When it comes to canning I often ask myself why someone never came up with an alternative to the flat lid portion that has to be replaced all the time. I mean really, for over 75 years we’ve been doing canning the same way. Well, hang on to your Blackberry’s folks, 'cause enlightenment has come—to a man no less! *grin* Go figure. (Seriously, I’m shocked that it wasn’t a woman who thought of this since it’s usually women who do the canning in the home.)
Two weekends ago I found the Holy Grail of canning supplies—REUSABLE CANNING LIDS!! Yes, there IS a God and he inspired a unique man by the name of Loren Steig from Michigan (we can’t all have the good fortune of being Buckeyes, I guess).
Since 1976 Loren has been manufacturing these amazing little things but with very little notice. In all this time he’s found his product in only a small handful of retail shelves throughout the U.S. But the good news is that YOU can get these awesome things right from the internet and you’ve got someone who's telling you about them. I wish I had a Preparedness Pro to tell me about these 15 years ago!
You can use re-use these lids in the pressure canner or in dry canning, whichever you want. They have a lifetime warranty on them and Loren says that he’s never had to replace a single one. There are two pieces, a rubber gasket and a plastic (BPA free) flat part. You place the rubber gasket (which looks like a red rubber band) on the plastic flat piece around the ridge. Simply clean them with hot water and then put them on top of your clean jars; then screw on the standard ring that you always use. The standard ring needs to be screwed on a bit loosely so that your jars can vent during pressure canning.

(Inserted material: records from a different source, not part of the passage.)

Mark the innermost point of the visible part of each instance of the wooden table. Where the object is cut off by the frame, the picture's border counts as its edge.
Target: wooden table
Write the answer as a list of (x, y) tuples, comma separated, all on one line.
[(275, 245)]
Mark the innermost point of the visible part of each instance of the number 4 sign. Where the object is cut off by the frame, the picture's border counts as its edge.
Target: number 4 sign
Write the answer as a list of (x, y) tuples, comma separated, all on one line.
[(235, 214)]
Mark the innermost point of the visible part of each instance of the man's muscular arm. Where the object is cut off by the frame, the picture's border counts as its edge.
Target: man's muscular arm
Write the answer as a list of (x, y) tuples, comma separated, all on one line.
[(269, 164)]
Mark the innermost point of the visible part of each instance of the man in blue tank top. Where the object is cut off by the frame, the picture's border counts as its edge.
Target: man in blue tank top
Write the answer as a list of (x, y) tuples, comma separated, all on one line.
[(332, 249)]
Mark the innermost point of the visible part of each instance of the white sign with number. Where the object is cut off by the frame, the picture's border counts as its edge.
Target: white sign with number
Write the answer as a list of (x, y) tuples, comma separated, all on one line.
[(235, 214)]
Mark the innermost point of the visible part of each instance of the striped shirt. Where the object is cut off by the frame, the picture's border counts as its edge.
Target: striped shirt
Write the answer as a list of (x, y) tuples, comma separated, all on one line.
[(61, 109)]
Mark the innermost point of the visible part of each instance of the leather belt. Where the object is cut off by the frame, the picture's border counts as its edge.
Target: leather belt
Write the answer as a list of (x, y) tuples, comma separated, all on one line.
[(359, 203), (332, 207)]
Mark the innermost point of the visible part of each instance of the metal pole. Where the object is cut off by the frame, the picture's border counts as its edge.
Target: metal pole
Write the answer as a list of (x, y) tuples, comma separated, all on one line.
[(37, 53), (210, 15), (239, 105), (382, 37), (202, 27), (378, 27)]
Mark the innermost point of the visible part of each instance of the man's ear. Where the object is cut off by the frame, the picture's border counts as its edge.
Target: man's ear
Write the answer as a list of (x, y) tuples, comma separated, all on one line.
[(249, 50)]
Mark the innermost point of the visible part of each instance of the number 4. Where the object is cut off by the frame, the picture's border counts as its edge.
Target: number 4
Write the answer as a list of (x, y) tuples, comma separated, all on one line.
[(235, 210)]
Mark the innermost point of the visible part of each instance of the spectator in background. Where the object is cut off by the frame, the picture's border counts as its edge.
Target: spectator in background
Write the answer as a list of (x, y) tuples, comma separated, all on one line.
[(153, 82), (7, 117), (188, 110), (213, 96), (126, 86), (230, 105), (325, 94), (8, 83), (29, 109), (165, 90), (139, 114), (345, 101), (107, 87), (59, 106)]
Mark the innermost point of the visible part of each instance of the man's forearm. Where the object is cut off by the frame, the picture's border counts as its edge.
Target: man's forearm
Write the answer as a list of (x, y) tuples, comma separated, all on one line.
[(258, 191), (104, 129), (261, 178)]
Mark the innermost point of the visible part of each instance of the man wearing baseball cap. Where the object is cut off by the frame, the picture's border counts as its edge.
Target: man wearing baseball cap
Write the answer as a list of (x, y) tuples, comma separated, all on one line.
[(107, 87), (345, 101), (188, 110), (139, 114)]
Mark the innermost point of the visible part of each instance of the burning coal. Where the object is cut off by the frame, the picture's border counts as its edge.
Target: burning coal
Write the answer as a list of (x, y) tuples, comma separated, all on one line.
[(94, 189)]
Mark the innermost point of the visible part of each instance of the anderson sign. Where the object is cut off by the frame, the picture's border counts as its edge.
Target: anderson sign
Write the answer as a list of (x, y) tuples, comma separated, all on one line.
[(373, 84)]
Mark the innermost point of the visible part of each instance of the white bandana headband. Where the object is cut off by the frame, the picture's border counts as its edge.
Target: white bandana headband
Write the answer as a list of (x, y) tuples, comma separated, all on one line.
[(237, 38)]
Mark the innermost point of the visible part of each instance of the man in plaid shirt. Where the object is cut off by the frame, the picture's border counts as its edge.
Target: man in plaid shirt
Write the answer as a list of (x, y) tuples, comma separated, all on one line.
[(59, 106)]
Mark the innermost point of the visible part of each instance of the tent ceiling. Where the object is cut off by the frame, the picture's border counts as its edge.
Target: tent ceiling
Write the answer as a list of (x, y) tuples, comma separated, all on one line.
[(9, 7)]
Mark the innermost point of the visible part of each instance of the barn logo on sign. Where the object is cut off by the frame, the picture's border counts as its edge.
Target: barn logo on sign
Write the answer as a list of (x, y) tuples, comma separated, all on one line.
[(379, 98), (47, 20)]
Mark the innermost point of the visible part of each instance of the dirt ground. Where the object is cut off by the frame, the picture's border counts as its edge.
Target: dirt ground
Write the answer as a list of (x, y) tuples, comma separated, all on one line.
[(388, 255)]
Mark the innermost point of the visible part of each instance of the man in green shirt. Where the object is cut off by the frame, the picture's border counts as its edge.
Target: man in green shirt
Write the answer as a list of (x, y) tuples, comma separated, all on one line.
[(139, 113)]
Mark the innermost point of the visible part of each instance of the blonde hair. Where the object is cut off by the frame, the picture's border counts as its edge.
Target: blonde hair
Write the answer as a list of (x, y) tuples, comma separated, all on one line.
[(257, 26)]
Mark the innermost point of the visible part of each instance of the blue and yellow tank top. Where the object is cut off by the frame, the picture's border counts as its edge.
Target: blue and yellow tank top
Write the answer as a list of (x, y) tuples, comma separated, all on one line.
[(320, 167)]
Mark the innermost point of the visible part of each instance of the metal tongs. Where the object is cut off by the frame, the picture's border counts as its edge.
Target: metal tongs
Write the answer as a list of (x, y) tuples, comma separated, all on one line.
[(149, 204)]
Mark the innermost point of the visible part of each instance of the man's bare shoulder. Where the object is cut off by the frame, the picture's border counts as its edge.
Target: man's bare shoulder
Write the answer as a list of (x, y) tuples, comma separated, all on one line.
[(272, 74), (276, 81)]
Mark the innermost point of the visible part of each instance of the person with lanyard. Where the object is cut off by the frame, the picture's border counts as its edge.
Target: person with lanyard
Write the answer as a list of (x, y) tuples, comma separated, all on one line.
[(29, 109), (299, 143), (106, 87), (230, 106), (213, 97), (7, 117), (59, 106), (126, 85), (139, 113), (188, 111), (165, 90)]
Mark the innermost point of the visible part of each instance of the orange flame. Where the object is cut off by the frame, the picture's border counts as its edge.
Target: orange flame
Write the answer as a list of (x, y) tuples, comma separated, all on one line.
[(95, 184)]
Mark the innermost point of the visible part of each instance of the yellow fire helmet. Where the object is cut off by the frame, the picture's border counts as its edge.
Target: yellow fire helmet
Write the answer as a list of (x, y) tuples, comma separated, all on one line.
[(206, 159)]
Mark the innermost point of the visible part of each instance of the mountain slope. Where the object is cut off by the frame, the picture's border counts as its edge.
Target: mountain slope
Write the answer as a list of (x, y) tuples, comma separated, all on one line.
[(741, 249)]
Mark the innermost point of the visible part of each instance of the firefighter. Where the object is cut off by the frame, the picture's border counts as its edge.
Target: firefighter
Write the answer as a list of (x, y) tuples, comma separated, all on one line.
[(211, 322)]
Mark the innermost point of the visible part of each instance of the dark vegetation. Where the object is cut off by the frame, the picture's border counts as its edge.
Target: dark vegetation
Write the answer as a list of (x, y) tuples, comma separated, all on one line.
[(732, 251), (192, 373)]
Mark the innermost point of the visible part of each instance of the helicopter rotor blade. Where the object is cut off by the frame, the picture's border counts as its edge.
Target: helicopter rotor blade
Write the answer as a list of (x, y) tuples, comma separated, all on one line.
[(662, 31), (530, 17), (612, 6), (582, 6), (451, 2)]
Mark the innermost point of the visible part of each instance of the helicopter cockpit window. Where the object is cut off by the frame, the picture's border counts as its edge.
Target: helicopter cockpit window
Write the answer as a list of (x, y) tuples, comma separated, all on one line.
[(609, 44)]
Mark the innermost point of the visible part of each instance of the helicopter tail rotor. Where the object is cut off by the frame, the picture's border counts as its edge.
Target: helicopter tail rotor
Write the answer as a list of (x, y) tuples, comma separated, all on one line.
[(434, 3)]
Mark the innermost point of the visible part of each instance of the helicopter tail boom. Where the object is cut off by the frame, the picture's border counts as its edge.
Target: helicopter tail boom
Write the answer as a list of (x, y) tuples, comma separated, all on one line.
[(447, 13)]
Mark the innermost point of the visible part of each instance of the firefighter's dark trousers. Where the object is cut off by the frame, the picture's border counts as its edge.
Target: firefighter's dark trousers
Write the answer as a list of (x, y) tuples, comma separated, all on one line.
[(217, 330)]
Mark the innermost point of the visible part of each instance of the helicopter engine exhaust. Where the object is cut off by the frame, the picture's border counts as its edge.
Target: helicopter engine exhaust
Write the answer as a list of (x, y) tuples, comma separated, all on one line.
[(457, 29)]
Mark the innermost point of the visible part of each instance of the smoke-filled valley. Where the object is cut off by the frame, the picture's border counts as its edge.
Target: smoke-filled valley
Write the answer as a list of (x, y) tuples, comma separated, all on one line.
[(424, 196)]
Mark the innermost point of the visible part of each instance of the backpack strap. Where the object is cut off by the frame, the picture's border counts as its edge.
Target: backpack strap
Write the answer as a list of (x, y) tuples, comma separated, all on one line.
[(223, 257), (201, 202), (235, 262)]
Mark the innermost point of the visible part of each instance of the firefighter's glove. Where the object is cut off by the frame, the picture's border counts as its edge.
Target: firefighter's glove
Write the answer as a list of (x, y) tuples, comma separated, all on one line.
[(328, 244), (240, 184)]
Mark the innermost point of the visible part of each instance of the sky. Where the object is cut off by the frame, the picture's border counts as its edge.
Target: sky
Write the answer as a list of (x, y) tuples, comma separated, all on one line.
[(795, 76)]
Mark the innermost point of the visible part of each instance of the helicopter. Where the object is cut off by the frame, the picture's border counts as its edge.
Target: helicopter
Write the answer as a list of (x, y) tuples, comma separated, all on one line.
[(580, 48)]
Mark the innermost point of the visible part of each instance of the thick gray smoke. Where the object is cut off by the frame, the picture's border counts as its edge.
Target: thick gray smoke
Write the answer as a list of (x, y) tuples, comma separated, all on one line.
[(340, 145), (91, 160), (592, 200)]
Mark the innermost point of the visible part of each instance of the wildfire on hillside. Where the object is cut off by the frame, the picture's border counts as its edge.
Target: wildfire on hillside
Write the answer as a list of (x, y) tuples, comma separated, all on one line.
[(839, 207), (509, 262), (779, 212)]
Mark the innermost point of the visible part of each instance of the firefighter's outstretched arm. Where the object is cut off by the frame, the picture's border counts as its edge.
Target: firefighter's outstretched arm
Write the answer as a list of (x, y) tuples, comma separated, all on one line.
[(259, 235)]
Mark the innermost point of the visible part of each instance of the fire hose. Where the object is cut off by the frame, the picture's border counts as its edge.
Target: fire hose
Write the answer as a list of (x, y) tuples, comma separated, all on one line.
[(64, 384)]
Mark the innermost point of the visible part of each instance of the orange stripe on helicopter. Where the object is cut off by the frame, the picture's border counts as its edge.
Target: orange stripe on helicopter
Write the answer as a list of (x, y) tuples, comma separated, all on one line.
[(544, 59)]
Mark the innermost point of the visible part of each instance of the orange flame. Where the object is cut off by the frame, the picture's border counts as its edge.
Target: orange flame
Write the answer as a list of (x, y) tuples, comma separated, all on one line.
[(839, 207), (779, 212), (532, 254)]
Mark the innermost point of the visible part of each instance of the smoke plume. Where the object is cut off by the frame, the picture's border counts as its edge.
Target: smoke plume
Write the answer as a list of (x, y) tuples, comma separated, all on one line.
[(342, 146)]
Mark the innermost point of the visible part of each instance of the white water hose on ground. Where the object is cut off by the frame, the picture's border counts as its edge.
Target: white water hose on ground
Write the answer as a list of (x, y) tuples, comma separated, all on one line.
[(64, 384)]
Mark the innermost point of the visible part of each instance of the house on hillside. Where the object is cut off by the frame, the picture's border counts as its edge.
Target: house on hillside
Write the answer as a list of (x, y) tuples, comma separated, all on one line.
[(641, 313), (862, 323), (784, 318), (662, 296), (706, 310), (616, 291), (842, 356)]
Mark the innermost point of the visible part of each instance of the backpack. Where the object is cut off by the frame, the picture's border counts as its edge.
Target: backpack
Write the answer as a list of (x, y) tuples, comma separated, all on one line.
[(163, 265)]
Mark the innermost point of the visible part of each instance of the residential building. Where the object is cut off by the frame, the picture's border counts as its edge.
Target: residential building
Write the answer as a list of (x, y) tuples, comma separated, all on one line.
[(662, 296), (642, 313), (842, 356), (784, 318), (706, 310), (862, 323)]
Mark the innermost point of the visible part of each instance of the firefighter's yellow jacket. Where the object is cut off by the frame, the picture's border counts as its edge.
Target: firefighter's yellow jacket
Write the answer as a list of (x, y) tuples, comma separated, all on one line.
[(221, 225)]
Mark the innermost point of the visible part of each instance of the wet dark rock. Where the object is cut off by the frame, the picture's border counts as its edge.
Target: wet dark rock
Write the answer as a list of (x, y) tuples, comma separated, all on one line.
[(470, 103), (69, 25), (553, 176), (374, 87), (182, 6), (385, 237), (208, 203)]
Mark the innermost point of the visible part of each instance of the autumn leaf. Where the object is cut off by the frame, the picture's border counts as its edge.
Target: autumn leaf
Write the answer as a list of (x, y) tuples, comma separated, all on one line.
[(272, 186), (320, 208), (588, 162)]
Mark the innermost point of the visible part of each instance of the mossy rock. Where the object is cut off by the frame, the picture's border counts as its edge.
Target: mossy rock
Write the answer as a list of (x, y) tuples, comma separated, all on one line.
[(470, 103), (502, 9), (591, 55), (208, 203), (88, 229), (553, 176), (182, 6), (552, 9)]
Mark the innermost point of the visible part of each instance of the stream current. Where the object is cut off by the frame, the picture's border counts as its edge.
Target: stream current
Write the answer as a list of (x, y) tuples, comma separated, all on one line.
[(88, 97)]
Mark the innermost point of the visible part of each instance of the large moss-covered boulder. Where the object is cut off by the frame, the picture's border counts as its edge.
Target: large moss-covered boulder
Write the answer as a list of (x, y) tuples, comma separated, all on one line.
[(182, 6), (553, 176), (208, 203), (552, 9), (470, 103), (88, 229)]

After you’ve done your pressure canning, you’ll want to re-tighten the lid as the pressure builds up inside the jar and loosens them a bit, but other than that there’s no difference to using these versus the ones faithful canners have been using for years!
One of the things that I really like about these is that I won’t run the risk of rusting any of my canned goods, regardless of how acidic they might be. And I had absolutely NO problem sealing any of my jars using this new lid and my Food Saver either! Seriously, when it comes to canning, I’m now officially in heaven! In fact, I made a total fool of myself when I met the man who created these, informing him live on my radio show that I had fallen in love! (Gee, I hope he knew I meant the lids and not him.)
They come in regular size and wide mouth size and…wait for it…can even be washed in the dishwasher! Water bath, pressure canning or dry pack canning it doesn’t matter. In fact, I had less trouble taking off the Tattler lid from my dry vacuum canning experiment than the regular lids I use now. While I may end up missing those little popping noises that give me such great satisfaction after canning 20 quarts of meat, I’m willing to part with a little bit of romantic music in exchange for saving lots and lots of money. You can use a Sharpie pen to label your canned goods right on the plastic top and with a little bit of elbow grease it will come off so that you can re-label your next batch of goods.
The only downside I have with the product is more of a company/marketing issue. The manufacturer gives very, very small mark-up to the retailer; which is exactly why they aren’t in more stores. A retailer has to order 500 of them just to get a 5% discount. I would never advise a retailer to put something on their shelf with that small of a profit margin. When you consider shipping costs, which are usually easier for the consumer to swallow if built partially into the price of the product, plus the 2-3% of the sale which goes to the credit card companies, plus the cost of labor and taxes, this isn’t exactly the best business plan; and would explain why, in spite of the amazing product, they’ve remained relatively unknown since 1976. They also require that all retailers sell the product at a specific price—something that usually only the likes of Bosch and other foreign-made products which are in high demand get away with.
Ironically, when I spoke with the owner, he was concerned about being in too many stores and unable to keep up with the production. Catch 22 there. One of the typical mistakes businesses make—they can’t decide if they want to be a retailer or a wholesaler and thus limit their growth in either area. So, they have a ways to go before they value their position as a wholesaler rather than a retailer, but the product is still wonderful! You can get three dozen of them for $20 for the regular size and $23 for the wide mouth size, before tax and shipping. Compare that to $8.50 for 12 of the regular lids that aren’t reusable. And if you’re a crazy canner like me you can also get the “bulk pricing” and get a mix of 250 of both sizes (each) for just under $300. Personally, I’m going to see how I can work that into my budget or get a bunch of my girlfriends to go in on it with me so that we can get a better price. When you figure that I use about 50-100 Mason jars a year, depending on what’s given out to the neighbors at Christmas time, I suppose having a few hundred of them wouldn’t be such a bad idea.
I can just see it now…when I die my children and great-grandchildren are going to be arguing over who gets my reusable canning lids even more so than the fine china! *grin*
To get these lids you can go to www.reusablecanninglids.com or do an internet search and see if you can get lucky and find a more competitive price on someone else’s retail site. They are branded “Tattler” so you might have more success looking under their brand name. Regardless, do the happy dance and get canning!!